Description of messages EQQN140 and EQQN141

Messages EQQN140 and EQQN141 are informational. EQQN140 is issued at controller startup and stop, and shows the following information:
CKPT FILE AT: &phase
---------------------------------------------
CKPT FILE JUST INITIALIZED: &NEWCKPT   
BACKUP IN PROGRESS        : &BACKUP    
INACTIVE PLAN DATA SET    : &OLDCP     
CURRENT JT NUMBER         : &CURRJT    
LAST ARCHIVED JT NUMBER   : &LASTJT    
PLAN EXISTING             : &VALCP     
ACTIONS ON NCP            : &NCPSTAT     
---------------------------------------------     
Where:
CKPT FILE AT
It can be one of the following values:
START TIME
Controller has just started.
NMM ENDING: BACKUP
Controller is stopping and the current plan is being backed up.
NMM ENDING: LOG ARCHIVE
Controller is stopping, the current plan is backed up, and the latest JT data set is archived.
CKPT FILE JUST INITIALIZED
It can be one Y or N. Y means that the checkpoint data set has just been initialized with the default values. This might occur the first time that the controller starts, when the checkpoint data set is empty.
BACKUP IN PROGRESS
It can be Y or N. Y means that when the controller was stopped, a backup plan was in progress, therefore the controller could not complete switching the CP and JT data set.
INACTIVE PLAN DATA SET
The DD name of the inactive plan (the old current plan).
CURRENT JT NUMBER
The name of the current JT data set.
LAST ARCHIVED JT NUMBER
The name of the latest archived JT data set.
PLAN EXISTING
It can be Y or N. Y means that a current plan exists.
ACTION ON NCP
The status related to the creation of CP. Possible values are:
NCP TO BE USED AS CURRENT PLAN
The new current plan is to be used by the controller as the current plan.

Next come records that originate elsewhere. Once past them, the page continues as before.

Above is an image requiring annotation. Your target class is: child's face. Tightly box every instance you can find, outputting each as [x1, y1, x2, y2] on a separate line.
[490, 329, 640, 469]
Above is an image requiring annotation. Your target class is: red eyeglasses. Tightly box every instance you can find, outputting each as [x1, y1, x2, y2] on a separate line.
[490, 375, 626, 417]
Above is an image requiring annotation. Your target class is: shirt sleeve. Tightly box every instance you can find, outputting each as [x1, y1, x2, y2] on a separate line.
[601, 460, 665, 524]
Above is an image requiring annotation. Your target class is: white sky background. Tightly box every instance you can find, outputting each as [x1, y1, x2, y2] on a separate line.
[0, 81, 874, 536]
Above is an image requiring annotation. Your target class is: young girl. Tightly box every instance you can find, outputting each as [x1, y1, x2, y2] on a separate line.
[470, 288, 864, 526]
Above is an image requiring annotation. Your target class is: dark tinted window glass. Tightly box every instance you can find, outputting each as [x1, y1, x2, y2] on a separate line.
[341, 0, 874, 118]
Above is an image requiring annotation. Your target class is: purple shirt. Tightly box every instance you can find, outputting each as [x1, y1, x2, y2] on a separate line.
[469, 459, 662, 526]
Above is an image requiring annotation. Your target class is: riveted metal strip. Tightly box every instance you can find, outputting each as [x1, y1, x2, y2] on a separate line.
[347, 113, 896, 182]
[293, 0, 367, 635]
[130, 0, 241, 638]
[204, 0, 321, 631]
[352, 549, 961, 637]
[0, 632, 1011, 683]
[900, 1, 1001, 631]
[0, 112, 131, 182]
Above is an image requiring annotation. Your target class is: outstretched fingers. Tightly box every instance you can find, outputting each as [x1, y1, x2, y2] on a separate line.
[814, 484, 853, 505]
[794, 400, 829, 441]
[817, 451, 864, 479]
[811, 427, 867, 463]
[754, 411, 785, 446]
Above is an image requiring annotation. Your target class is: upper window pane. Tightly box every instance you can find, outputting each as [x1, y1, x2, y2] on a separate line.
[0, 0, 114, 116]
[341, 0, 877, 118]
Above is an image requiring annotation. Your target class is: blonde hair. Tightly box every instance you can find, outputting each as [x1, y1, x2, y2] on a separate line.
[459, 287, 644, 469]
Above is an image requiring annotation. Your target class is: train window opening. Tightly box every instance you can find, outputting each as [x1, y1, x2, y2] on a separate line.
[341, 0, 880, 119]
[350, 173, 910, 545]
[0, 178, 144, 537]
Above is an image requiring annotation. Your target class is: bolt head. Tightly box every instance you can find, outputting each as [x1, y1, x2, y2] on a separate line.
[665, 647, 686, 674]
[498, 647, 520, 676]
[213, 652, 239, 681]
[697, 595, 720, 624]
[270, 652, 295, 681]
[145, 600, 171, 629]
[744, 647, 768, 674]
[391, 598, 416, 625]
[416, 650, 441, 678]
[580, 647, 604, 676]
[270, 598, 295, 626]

NCP UNDER CREATION, DP BATCH IS WORKING ON IT
A DP batch command is running to create a new plan.
NO ACTIONS NEEDED
No action to be done on the NCP.
EQQN141 is issued after the restarting decision was taken and shows the following information:
CKPT DATA &phase
---------------------------------------------
INACTIVE PLAN DATA SET      : &OLDCP          
OCP  LAST BACKUP TIMESTAMP  : &DTCP           
USED LAST BACKUP TIMESTAMP  : &DTUS           
EVENTS FOUND                : &EVENT          
JTARC MAY BE TRUNCATED      : &JTARCT         
---------------------------------------------   
Where:
CKPT DATA
It always has the value AFTER RESTART DECISION.
INACTIVE PLAN DATA SET
The DD name of the inactive plan (the old current plan).
OCP LAST BACKUP TIMESTAMP
Date and time of the latest backup in the inactive CP data set.
USED LAST BACKUP TIMESTAMP
Date and time that the latest backup was actually used. Normally it is the same as OCP LAST BACKUP TIMESTAMP. However, if a backup was in progress at stop time and the backup is not reliable, the controller considers the date and time of the first event in the current JT data set as the latest backup. This date is used to decide which events are to be applied.
EVENTS FOUND
Events to be applied are found in the JT data set.
JTARC MAY BE TRUNCATED
It can be Y or N. Y means that the latest archived JT data set was not complete and that data might have been lost.